Ia bahkan memperkuat hubungan dengan Syekh Muwafaq Tarif, pemimpin spiritual Druze di wilayah pendudukan Israel yang dikenal dekat dengan militer Israel.
Dalam konflik Suweida yang berlangsung bulan ini, al-Hijri secara eksplisit meminta dukungan dari pemerintahan Perdana Menteri Benjamin Netanyahu.
Laporan media Lebanon menyebut, perubahan sikap al-Hijri terhadap rezim Assad bermula dari rasa tersinggung.
Pemerintah disebut lebih memanjakan Syekh Jarbua, termasuk memberinya hak eksklusif untuk mengatur kunjungan tokoh-tokoh Druze non-Suriah ke Suweida—hasil lobi dari Syekh Nasser al-Gharib yang dekat dengan politisi Lebanon, Talal Arslan.
Ketegangan makin meningkat setelah al-Hijri dikabarkan menerima perlakuan kasar lewat sambungan telepon dari perwira intelijen Suriah, Luay al-Ali.
Insiden ini menjadi pemicu bagi al-Hijri untuk berpaling dan menyatakan dukungan terhadap aksi protes rakyat yang meletus di Suweida pada 2021 sebagai reaksi atas memburuknya kondisi ekonomi.
Antara penolakan dan upaya internasionalisasi
Sikap Syekh Hikmat al-Hijri terhadap pemerintahan baru di Damaskus mengalami eskalasi yang konsisten dalam beberapa bulan terakhir.
Penentangannya makin mengeras seiring langkah-langkah politik yang ditempuh pemerintah pasca-jatuhnya rezim Bashar al-Assad.
Pemicu awal dari ketegangan ini bermula saat Presiden Suriah, Ahmad al-Shara’, menjamu sejumlah tokoh Druze seperti Laith al-Bala’us—pemimpin Muwaddat Syuyukh al-Karama—dan Suleiman Abdul Baqi, komandan Tajammu’ Jabal al-Arab.
Al-Hijri memandang pendekatan ini sebagai upaya sistematis untuk meminggirkan peran tradisional para Syekh al-‘Aql, termasuk dirinya.
Puncaknya terjadi pada Februari lalu, ketika pemerintah menggelar Konferensi Dialog Nasional.
Acara ini dikritik keras oleh al-Hijri karena hanya mengundang tokoh-tokoh akademisi dan sosial dari Suweida tanpa melibatkan perwakilan resmi dari institusi keagamaan Druze.

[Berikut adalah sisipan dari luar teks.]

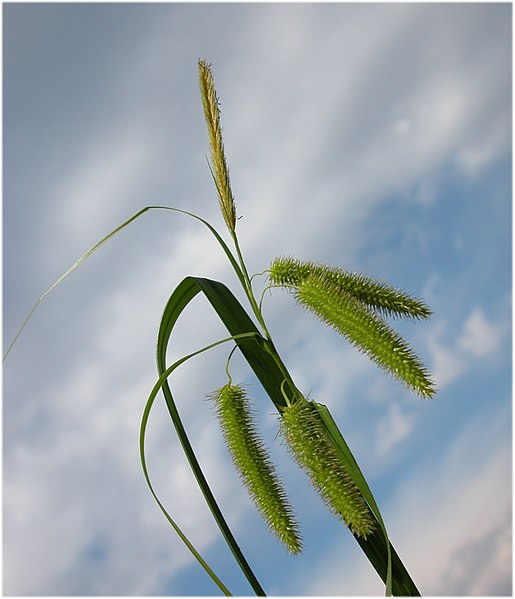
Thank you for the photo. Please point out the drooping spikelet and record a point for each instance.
(220, 170)
(354, 305)
(310, 446)
(254, 465)
(366, 331)
(381, 297)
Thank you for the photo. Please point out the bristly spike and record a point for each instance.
(307, 441)
(219, 168)
(254, 465)
(365, 330)
(354, 305)
(381, 297)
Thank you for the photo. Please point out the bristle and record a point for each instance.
(254, 465)
(308, 442)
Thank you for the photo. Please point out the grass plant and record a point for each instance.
(354, 305)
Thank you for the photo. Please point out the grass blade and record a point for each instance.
(99, 244)
(271, 372)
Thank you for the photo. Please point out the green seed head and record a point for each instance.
(365, 330)
(309, 444)
(254, 465)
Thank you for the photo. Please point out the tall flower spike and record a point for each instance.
(254, 465)
(219, 167)
(308, 443)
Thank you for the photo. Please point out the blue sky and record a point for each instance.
(375, 137)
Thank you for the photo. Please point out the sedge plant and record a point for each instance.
(357, 307)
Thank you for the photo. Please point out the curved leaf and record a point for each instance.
(271, 372)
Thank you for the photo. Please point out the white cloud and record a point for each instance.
(325, 114)
(393, 429)
(478, 339)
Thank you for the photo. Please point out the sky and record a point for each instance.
(373, 137)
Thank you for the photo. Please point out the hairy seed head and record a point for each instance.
(254, 465)
(309, 444)
(220, 170)
(365, 330)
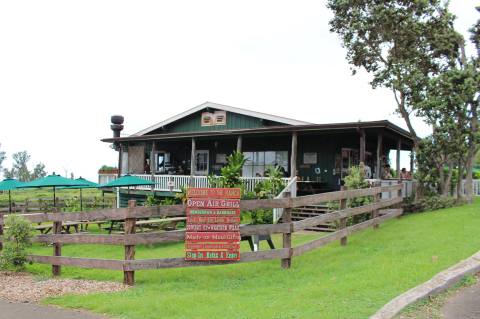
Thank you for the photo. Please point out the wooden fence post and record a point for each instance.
(129, 276)
(343, 221)
(399, 194)
(57, 247)
(1, 230)
(287, 237)
(376, 212)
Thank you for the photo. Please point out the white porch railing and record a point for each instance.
(475, 187)
(407, 191)
(106, 178)
(174, 183)
(290, 187)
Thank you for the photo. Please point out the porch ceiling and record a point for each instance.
(389, 128)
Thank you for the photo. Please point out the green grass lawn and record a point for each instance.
(331, 282)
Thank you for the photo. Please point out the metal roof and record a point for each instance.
(222, 107)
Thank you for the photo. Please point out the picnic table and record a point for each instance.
(67, 226)
(169, 224)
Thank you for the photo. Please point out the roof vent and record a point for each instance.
(117, 125)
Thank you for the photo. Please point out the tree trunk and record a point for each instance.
(469, 177)
(459, 181)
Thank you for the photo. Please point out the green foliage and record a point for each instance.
(356, 180)
(2, 158)
(429, 203)
(151, 201)
(261, 216)
(20, 169)
(182, 195)
(412, 48)
(272, 186)
(230, 174)
(17, 239)
(72, 204)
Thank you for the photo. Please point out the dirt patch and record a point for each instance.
(464, 304)
(23, 287)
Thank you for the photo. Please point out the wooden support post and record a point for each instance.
(343, 221)
(120, 156)
(362, 145)
(192, 162)
(379, 155)
(412, 163)
(375, 213)
(239, 143)
(1, 229)
(129, 276)
(57, 247)
(287, 237)
(293, 158)
(152, 164)
(399, 148)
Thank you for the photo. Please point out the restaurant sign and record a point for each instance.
(213, 224)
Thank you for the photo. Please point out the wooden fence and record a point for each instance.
(129, 239)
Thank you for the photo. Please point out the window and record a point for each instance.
(258, 162)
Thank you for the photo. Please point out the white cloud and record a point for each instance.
(66, 66)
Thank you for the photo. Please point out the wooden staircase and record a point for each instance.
(300, 213)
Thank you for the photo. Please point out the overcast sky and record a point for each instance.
(66, 66)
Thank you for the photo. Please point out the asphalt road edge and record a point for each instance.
(440, 282)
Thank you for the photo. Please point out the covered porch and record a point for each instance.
(318, 156)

Tak hanya itu, al-Hijri juga menentang Deklarasi Konstitusional yang diumumkan awal 2025, terutama karena mencantumkan fikih Islam sebagai salah satu sumber utama legislasi.
Ia mengecam langkah tersebut sebagai “dominasi satu warna” dan kembali mengajukan tuntutan lama: pendirian negara Suriah yang sekuler, demokratis, dan berbasis desentralisasi.

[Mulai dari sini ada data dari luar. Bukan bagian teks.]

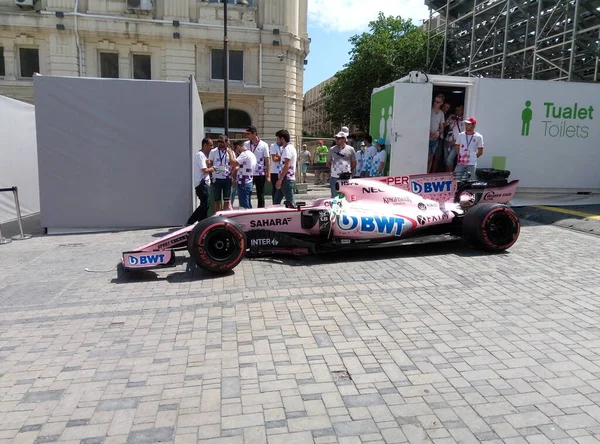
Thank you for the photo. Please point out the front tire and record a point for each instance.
(217, 244)
(492, 227)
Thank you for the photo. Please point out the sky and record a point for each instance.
(332, 22)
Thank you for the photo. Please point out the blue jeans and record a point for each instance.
(244, 193)
(287, 191)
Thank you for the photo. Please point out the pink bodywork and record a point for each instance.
(371, 208)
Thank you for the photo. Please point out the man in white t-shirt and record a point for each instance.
(456, 125)
(222, 157)
(341, 160)
(287, 177)
(436, 129)
(379, 159)
(305, 158)
(262, 173)
(244, 167)
(469, 147)
(370, 152)
(201, 178)
(275, 151)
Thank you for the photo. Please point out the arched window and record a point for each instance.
(238, 119)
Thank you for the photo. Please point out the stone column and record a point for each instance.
(10, 59)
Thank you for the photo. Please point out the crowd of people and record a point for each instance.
(234, 170)
(454, 145)
(342, 158)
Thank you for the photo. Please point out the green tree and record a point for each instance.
(388, 51)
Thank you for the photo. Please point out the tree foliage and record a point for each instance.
(388, 51)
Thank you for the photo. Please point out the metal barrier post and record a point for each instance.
(3, 240)
(17, 205)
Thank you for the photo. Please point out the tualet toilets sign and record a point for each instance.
(558, 119)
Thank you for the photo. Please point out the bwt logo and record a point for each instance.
(431, 187)
(365, 224)
(148, 259)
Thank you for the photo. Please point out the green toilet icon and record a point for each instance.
(526, 117)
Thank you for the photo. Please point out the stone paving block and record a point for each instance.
(490, 356)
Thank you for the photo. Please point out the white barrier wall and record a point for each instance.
(113, 153)
(18, 158)
(547, 132)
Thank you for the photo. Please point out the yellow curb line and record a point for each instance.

Jaringan lintas batas dan dukungan eksternal
Bersamaan dengan sikap politik yang makin tegas terhadap Damaskus, Syekh al-Hijri juga mempererat relasi dengan pemuka Druze di luar negeri, khususnya yang berada di wilayah pendudukan Israel.
Menurut laporan AFP, kunjungan 60 tokoh agama Druze ke Israel pada Maret lalu dilaksanakan atas koordinasi langsung antara al-Hijri dan Syekh Muwafaq Tarif, pemimpin spiritual Druze di Israel yang memiliki kedekatan dengan militer Israel.

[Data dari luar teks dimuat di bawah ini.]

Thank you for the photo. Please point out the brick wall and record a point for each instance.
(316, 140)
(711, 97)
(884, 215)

Lebih jauh lagi, surat kabar Al-Jumhuriya Net menyebutkan bahwa perwakilan politik al-Hijri, Kholdun al-Hijri, telah mengadakan pertemuan dengan sejumlah pejabat Amerika Serikat (AS) pada Februari 2025.
Dalam pertemuan itu, ia mempresentasikan rencana pemberontakan bersenjata terhadap pemerintah Presiden Ahmad al-Sharaa, dengan dukungan dari Pasukan Demokratik Suriah (SDF) dan sisa-sisa milisi loyalis rezim lama.
Dalam konflik bersenjata terakhir di Suweida, al-Hijri disebut meminta bantuan langsung dari PM Israel Benjamin Netanyahu dan juga dari pemerintah AS.
Ia juga menuntut pembukaan jalur penghubung antara Suweida dan wilayah yang dikuasai SDF di timur laut Suriah.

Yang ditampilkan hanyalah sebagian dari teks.